Времени было два часа ночи. А станция называлась Серпухов, и первая электричка будет только около пяти утра. Я достал портвейн и выпил от половины бутылки половину, закурил. И стал думать о жене, которая наверняка волнуется. Вчера я ей спать не давал, а сегодня сама не спит. Может быть, развлекается с любовником в нашей постели. Я даже расстроился, когда представил, как он снимает мои тапочки и ложится в кровать из чешского гарнитура, за которым стоял в очереди в магазине всю ночь. Точно в моих тапочках. Не будет же он тапочки с собой в гости носить? Хотя мог и со своими прийти. Звонит ей и говорит, что так, мол, и так, хочу тебя видеть. Она ему, конечно, отвечает, приходи. Муж все равно на ниве просвещения задерживается. Только тапочки с собой захвати, а то наследишь, только помыла полы. Маняша – страшная чистюля. Я допил вторую половину половины бутылки, закурил и скупо по – мужски заплакал: портвейн закончился, а электричка будет не скоро.

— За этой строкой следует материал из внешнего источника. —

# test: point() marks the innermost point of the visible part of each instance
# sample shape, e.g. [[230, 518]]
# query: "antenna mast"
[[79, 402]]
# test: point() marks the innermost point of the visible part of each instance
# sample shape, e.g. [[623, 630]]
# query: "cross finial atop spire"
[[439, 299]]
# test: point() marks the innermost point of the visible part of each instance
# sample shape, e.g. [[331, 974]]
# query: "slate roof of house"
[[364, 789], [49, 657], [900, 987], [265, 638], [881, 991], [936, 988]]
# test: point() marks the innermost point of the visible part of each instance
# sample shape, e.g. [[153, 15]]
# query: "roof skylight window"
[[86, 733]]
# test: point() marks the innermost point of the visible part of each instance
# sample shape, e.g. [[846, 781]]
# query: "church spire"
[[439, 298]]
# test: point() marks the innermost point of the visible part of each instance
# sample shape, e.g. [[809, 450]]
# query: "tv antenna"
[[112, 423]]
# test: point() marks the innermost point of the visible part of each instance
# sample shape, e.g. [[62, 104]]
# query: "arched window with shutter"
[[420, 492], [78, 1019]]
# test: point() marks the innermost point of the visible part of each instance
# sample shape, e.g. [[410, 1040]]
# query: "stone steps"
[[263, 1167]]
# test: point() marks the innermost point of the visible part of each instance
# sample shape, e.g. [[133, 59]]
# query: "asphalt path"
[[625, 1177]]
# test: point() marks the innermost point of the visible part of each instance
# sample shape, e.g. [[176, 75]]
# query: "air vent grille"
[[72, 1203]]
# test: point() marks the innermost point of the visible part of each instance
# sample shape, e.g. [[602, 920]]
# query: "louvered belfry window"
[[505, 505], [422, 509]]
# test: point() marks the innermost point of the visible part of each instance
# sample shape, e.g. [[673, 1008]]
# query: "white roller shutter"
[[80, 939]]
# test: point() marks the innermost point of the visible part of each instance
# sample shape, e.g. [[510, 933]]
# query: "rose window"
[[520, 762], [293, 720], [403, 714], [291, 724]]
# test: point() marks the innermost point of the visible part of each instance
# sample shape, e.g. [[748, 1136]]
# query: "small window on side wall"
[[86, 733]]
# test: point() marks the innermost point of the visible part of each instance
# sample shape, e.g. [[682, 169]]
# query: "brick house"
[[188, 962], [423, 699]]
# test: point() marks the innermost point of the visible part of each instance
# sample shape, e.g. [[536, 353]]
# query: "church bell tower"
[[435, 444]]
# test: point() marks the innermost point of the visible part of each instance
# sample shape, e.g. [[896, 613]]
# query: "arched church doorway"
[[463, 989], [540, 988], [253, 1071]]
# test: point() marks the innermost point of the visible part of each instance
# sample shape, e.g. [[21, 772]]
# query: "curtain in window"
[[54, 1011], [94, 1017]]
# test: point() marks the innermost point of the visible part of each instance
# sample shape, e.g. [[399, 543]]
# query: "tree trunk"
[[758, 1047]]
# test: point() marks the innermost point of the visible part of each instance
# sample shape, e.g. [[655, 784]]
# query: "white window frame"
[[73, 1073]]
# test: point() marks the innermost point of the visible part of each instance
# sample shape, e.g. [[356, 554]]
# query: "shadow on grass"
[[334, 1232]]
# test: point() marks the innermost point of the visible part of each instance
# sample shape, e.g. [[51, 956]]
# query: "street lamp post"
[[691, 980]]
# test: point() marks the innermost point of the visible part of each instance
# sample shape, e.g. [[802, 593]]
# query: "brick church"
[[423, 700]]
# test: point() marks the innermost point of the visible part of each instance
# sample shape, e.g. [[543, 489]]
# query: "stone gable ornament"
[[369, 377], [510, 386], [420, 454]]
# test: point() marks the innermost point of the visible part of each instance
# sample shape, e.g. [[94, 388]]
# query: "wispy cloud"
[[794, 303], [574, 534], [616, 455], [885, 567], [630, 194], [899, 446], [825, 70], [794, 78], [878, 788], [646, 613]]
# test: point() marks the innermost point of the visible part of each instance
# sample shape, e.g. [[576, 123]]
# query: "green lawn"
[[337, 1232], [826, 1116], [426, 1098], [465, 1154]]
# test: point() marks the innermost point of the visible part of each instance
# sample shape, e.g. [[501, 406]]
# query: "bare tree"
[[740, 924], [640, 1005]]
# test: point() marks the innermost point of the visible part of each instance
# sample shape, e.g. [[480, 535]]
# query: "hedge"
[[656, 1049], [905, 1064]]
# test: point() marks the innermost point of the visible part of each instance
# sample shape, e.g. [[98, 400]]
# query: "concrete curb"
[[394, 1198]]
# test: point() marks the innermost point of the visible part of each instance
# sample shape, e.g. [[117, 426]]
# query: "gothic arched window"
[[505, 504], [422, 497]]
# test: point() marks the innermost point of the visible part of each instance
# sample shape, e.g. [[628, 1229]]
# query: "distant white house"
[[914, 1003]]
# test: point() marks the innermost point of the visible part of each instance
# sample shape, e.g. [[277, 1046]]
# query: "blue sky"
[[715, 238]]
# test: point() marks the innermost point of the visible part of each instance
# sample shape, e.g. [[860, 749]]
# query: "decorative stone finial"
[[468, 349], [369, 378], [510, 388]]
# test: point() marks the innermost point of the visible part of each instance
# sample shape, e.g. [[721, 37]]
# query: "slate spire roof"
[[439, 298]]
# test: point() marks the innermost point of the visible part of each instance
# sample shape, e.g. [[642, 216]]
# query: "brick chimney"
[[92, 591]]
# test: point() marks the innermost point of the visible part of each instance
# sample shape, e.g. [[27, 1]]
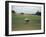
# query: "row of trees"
[[37, 13]]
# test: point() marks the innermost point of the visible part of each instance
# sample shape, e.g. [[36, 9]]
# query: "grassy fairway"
[[18, 22]]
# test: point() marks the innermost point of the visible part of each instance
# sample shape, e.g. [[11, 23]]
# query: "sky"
[[26, 9]]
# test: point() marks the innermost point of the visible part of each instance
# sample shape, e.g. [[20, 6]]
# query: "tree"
[[38, 13]]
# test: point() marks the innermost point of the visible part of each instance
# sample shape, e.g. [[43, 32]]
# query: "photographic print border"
[[7, 17]]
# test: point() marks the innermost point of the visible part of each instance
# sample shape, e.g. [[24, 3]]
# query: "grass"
[[18, 23]]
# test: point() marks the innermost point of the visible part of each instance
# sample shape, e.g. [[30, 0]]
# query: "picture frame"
[[8, 23]]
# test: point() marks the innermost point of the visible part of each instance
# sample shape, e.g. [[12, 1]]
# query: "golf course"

Глава третья Как росинка на молодом побеге

Я даже не подозревал, что слова «портвейн» и «партийный» почти однокоренные для коммунистов, пока сам не оказался в рядах коммунистической партии Советского Союза. Как-то после уроков в полном мужском составе: физрук, военрук, трудовик, математик и я, историк выпивали в школьных мастерских. Выпивать в мастерских было очень уютно и безопасно: аквариум, диван и керосинка, на которой получалась удивительно вкусная жареная картошка. Мастерские мы называли бункером, так как они располагались в подвале и имели отдельный выход, что позволяло незаметно самостоятельно покидать школу или транспортировать тела. В тех случаях, когда тело некому было уже выносить, оно на ночь оставалось на диване.

Нас объединяла не только любовь к выпивке, но и незатейливые, как лозунги на первомайской демонстрации, имена – отчества: я – Юрий Иваныч, физкультурник – Иван Иваныч, трудовик – Василий Фомич, военрук – Николай Петрович. Только математик выбивался из общего ряда: он был не только Михал Абрамычем, но и секретарем школьной партийной организации, любившим выпить на халяву. Правда, и то, и другое ему прощалось за умение поддержать беседу на высоком идейном уровне, превращая банальную выпивку в политическое мероприятие школьного масштаба. К тому же, изредка он развозил нас по домам на своем стареньком «Москвиче». Эти редкие поездки были удивительно волнительны своей непредсказуемостью. Нужно ли нести хозяина до машины или он дойдет сам? Машина заведется сама или, как обычно ее нужно будет толкать? Как быть, если все заснут в машине? Но странное дело, поездки на автомобиле всегда заканчивались благополучно. Ухватившись за руль, Михал Абрамыч как будто трезвел. По крайней мере, он уверенно переключал скорость, прищуривал глаз, чтобы не двоилось и всегда заводил песню: «Наш паровоз вперед лети»…

Наша пьянка тянулась уже третий час. Кончилась водка и картошка, но расходиться не собирались: хотелось еще выпить и поговорить.